Artificial Intelligence is unlikely to have a major negative impact on employment, and is instead expected to generate new opportunities, Secretary of the Ministry of Electronics and IT (MeitY) S Krishnan said on Monday.
In an interaction with Moneycontrol, Krishnan said, “Do not expect that much impact of AI on jobs, many more other jobs will be created because of AI.”
Meanwhile, addressing the India AI Impact Summit, Krishnan noted that the response to the event had exceeded expectations, reflecting strong global interest in India’s rapidly expanding AI and semiconductor ecosystem.
He traced the roots of India’s electronics push to the National Policy on Electronics introduced in 2012, adding that momentum picked up significantly after 2014 with a sustained focus on strengthening hardware capabilities. Over the past decade, India has broadened its efforts across electronics manufacturing and semiconductor development.
Under the India Semiconductor Mission, launched in 2022, ten projects have been approved so far.

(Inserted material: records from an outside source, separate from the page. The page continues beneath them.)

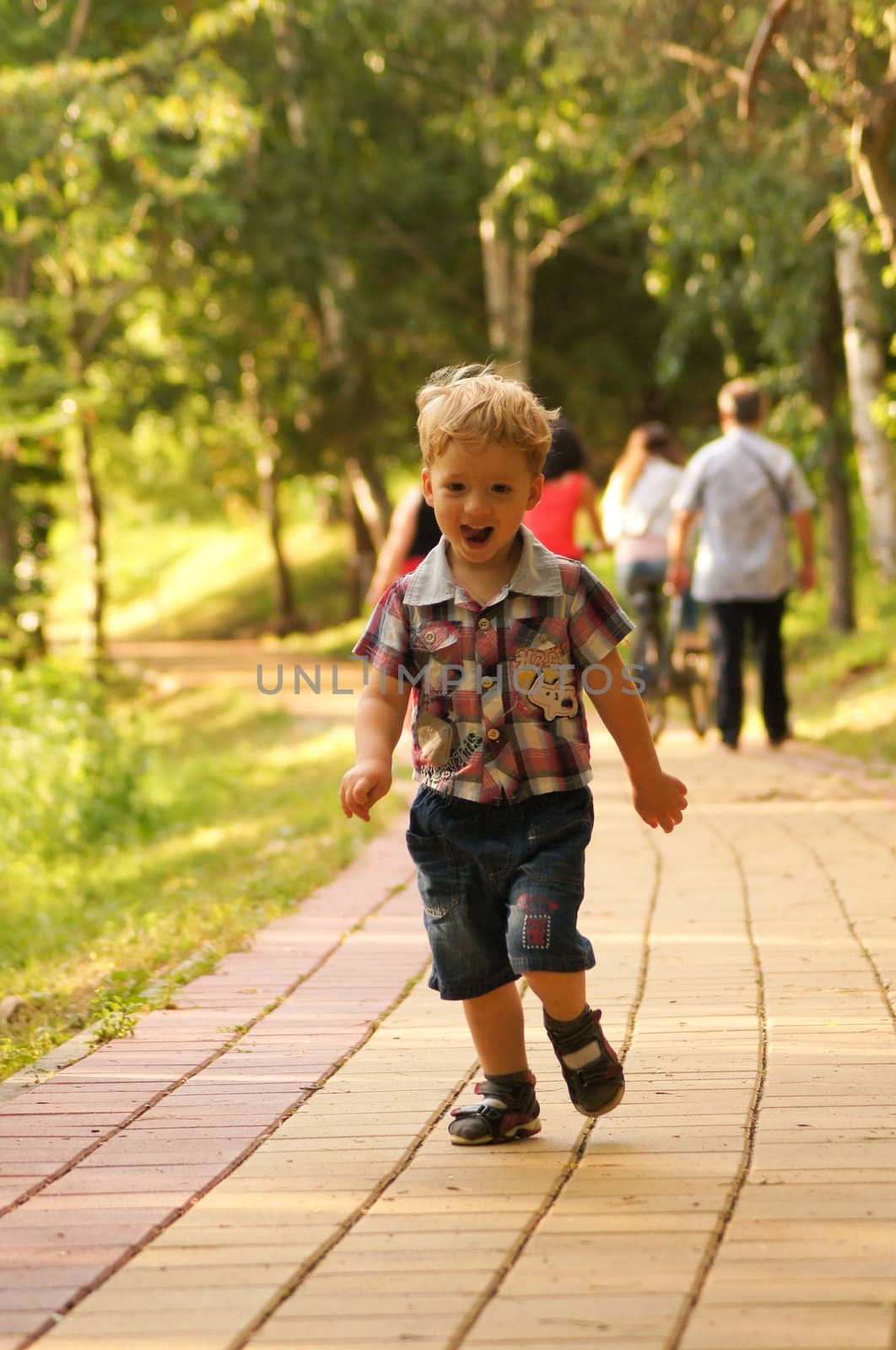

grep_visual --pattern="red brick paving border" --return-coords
[0,822,428,1350]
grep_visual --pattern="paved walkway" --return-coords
[0,732,896,1350]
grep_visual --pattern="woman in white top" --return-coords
[601,421,684,598]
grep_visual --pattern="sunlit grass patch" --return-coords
[0,688,399,1075]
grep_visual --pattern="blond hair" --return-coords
[417,366,560,478]
[613,423,684,502]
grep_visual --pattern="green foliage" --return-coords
[0,680,398,1076]
[0,662,147,869]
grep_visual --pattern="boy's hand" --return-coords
[632,772,688,834]
[338,760,391,821]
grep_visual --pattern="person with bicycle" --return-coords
[669,380,815,751]
[601,421,684,684]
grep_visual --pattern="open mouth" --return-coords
[460,525,493,544]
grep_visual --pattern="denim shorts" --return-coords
[408,787,595,999]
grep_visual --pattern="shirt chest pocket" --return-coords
[510,617,571,664]
[410,619,461,670]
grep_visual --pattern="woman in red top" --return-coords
[522,420,607,558]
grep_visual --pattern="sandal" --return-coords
[448,1071,541,1143]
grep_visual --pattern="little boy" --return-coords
[340,366,687,1145]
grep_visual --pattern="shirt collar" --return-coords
[405,525,563,605]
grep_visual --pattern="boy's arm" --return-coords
[590,651,688,834]
[338,672,410,821]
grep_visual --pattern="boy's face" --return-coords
[423,440,544,565]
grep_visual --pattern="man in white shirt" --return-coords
[668,380,815,749]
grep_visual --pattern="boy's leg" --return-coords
[448,984,541,1143]
[526,970,625,1116]
[464,984,529,1076]
[526,970,586,1022]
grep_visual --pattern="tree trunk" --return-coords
[479,196,532,381]
[810,278,856,633]
[255,448,298,637]
[342,474,376,618]
[76,410,106,670]
[345,457,386,552]
[837,228,896,578]
[0,436,19,610]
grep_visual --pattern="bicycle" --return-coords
[630,586,712,742]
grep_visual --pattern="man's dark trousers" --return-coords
[709,596,788,745]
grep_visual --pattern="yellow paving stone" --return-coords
[134,1227,340,1263]
[682,1292,892,1350]
[700,1271,896,1307]
[246,1315,456,1350]
[40,1321,232,1350]
[467,1292,680,1350]
[89,1253,297,1290]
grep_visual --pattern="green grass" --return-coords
[785,567,896,772]
[0,690,398,1076]
[49,496,347,642]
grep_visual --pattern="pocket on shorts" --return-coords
[522,788,594,888]
[405,830,463,920]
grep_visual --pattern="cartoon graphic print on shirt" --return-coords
[513,632,579,722]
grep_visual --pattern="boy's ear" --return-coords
[526,474,544,510]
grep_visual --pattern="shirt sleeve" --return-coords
[568,564,634,670]
[352,582,410,679]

Krishnan said the country’s first commercial-scale semiconductor production is expected to begin shortly, with Micron set to start operations at its India facility later this month.

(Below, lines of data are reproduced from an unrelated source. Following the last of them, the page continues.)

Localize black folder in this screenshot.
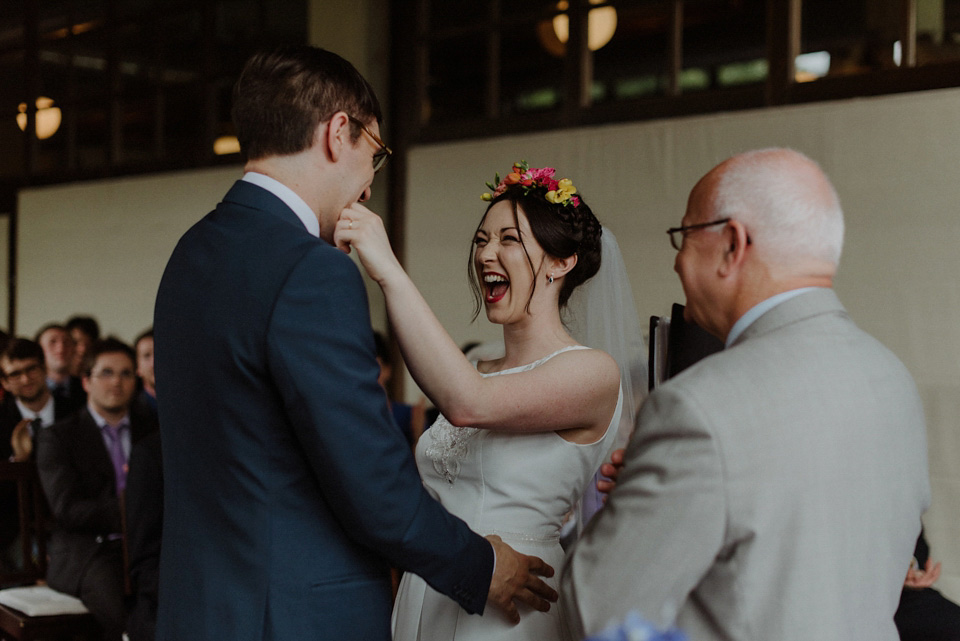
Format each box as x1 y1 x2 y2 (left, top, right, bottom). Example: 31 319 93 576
647 303 723 389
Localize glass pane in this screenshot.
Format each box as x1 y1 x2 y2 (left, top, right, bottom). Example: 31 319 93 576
587 2 670 102
681 0 767 93
917 0 960 65
428 0 490 32
423 34 487 123
75 104 110 171
500 18 564 116
796 0 901 82
0 51 26 176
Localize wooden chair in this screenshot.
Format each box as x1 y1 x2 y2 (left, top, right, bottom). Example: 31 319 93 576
0 461 101 641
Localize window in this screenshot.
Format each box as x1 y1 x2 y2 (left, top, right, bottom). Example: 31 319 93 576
393 0 960 142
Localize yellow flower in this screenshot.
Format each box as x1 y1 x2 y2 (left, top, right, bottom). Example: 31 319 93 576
545 178 577 205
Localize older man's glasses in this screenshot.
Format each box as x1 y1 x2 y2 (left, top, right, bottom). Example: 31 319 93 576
667 218 730 251
347 116 393 173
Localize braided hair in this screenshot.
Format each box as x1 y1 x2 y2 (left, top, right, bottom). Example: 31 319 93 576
467 185 603 319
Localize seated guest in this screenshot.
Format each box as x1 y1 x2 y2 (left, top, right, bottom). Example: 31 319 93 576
0 338 79 460
37 338 156 641
373 331 425 447
133 327 157 416
66 316 100 377
34 323 87 409
0 338 77 567
893 530 960 641
126 431 163 641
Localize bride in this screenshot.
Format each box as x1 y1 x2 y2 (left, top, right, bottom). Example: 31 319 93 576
335 163 635 641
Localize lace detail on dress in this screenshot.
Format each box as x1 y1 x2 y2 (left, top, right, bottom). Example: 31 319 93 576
424 414 480 485
423 345 590 485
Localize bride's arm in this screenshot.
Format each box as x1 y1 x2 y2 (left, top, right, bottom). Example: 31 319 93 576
334 204 620 436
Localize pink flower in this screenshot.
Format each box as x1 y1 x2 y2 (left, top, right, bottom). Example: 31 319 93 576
527 167 557 184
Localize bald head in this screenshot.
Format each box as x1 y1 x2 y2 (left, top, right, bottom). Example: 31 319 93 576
697 149 843 276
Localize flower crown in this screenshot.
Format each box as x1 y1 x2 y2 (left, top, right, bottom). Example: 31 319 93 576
480 160 580 207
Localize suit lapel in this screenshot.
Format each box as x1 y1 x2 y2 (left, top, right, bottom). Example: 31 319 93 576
223 180 314 240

He added that Micron is eventually expected to work on High Bandwidth Memory (HBM), a key component for AI applications that currently faces global supply constraints.
While India has traditionally been a global hub for chip design, Krishnan said the focus is now shifting towards semiconductor manufacturing as well. The recently announced Semiconductor Mission 2.0 in the Union Budget signals expanded government support, with a key objective being the design of AI-based chips within India.

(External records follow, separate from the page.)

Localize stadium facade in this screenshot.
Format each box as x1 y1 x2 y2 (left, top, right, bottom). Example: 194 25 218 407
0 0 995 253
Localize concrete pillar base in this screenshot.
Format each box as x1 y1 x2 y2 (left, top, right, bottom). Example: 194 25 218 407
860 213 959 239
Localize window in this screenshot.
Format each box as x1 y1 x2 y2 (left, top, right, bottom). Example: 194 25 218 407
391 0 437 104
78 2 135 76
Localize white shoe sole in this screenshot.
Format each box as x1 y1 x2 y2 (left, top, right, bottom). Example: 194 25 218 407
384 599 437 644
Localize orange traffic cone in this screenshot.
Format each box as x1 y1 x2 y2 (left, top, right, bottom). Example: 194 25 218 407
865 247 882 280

On AI infrastructure, Krishnan outlined a policy framework that underwrites access to computing power rather than directly subsidising data centres. Researchers, startups, MSMEs and students can access AI compute at around Rs 65 per GPU hour, significantly lower than global rates of two to three dollars per GPU hour.
He said India is also encouraging private investment in AI-driven data centres, leveraging abundant renewable energy resources and one of the world’s largest power grids to build green data centre capacity at scale.
Krishnan emphasised that these investments are aimed at building long-term hardware capability and ensuring a sovereign AI ecosystem.
The Expo, being held from February 16 to 20 at Bharat Mandapam, will showcase practical AI applications and feature participation from global tech firms, startups, academia, research institutions and international partners across 13 country pavilions.